Many years ago, by pure chance, I fell upon ocean kayaking or fell on a kayak abandoned on the beach, to be more precise. Looking for something to destress myself after having to deal with a very complicated personal problem. Where were Mood Gummies when I needed them? I decided to give the kayaking activity a go.

It turned out that the kayak belonged to a sailing school that hired the small craft out for just three euros an hour. That was something of a bargain I can tell you.

At the start, handling a nifty kayak was rather difficult. Get caught side-on by a wave, and you’d be drinking water in a split second. I lost count of how many times I almost drowned myself with that little manoeuvre. However, I soon learned to steer the craft with my backside and a paddle to keep the craft head-on into the incoming waves and perseverance paid off.

It was the summer and I had all day, every day to practice my moves. The big idea was to paddle out over the breakers and then spin it around and catch a wave, or series of waves, to surf back to the beach.

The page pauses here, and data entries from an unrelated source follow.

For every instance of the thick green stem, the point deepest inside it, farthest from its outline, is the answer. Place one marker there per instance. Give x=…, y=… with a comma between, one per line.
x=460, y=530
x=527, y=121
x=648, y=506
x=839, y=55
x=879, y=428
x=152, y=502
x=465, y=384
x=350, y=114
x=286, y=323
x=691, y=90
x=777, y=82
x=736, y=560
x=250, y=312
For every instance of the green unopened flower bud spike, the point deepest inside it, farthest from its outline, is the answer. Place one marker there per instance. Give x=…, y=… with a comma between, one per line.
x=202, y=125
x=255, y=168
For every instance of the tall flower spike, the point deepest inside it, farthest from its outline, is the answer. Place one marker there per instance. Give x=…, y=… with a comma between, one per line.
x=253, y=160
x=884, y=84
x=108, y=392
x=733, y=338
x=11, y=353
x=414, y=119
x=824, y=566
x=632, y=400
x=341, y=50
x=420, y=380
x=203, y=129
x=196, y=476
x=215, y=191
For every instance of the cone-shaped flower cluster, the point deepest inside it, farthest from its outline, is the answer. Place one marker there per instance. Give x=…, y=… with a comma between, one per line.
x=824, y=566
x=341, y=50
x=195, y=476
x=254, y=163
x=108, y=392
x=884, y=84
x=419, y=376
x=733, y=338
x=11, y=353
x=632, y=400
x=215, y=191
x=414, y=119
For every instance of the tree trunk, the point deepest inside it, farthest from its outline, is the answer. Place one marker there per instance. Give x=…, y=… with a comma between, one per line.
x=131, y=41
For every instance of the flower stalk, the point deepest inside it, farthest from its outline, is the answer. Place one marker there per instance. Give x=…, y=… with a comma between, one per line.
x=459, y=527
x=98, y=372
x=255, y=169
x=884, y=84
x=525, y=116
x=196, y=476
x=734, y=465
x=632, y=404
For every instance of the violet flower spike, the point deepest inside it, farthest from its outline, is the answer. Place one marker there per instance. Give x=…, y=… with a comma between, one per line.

To get out beyond the breakers you have to either wait until the big wave broke, then paddle like hell to get past the breaking point before another wave could form, or simply attack the incoming wave as fast as you could and crest it before it broke. Get it wrong on the break and you will be hit by a wall of water that will completely take your breath away and quite possibly knock you clean off the kyack down to the sea floor.

Get it only more or less right, and that too could hurt you. Go to the top of the wave and as the kyack passes the high point it will drop heavily down on the other side. The kayak being heavier than your outstretched legs will hit the water first and your legs, briefly in the air, will follow and painfully crash down on the plastic moulded craft, sending searing pain right up your legs to your hips. It is all about timing.

Once safely on the other side, you can spin the kayak around and wait for whichever wave forming in the distance you think will carry you forward. Usually, it’s the seventh wave that will carry you the best.

Once you have seen the wave you want to ride, you start to paddle to get a little speed up. As the wave approaches, you have to moderate your speed making sure to stay just in front of the wave. Again, it’s all about timing.

If you let the wave get under you, it will potentially leave you behind. One time the big wave broke right under me and I dropped like a rock, like I was on a turbocharged elevator. With a little luck, the wave will break just behind you and as the water tilts the rear end up, you have to lean back to avoid being tumbled head over heels into the water ahead of you. In a matter of two seconds max, the kayak will find its own angle to allow you to ride to the beach. If the wave peters out before you hit the beach, you can find yourself catching the wave behind, and the one behind that….

During that exhilarating ride, you have to hold the paddle out of the water horizontally at chest height, ready to dip back in the water, left or right, to steer the course you want to take.

By the end of the Summer, I became so good at kayak surfing that the sailing school asked me to teach newcomers to the sport. That meant that all of my surfing was free.

I must add, that at the time this all happened, I was well over fifty years old. As long as you can swim, regardless of age, you can surf.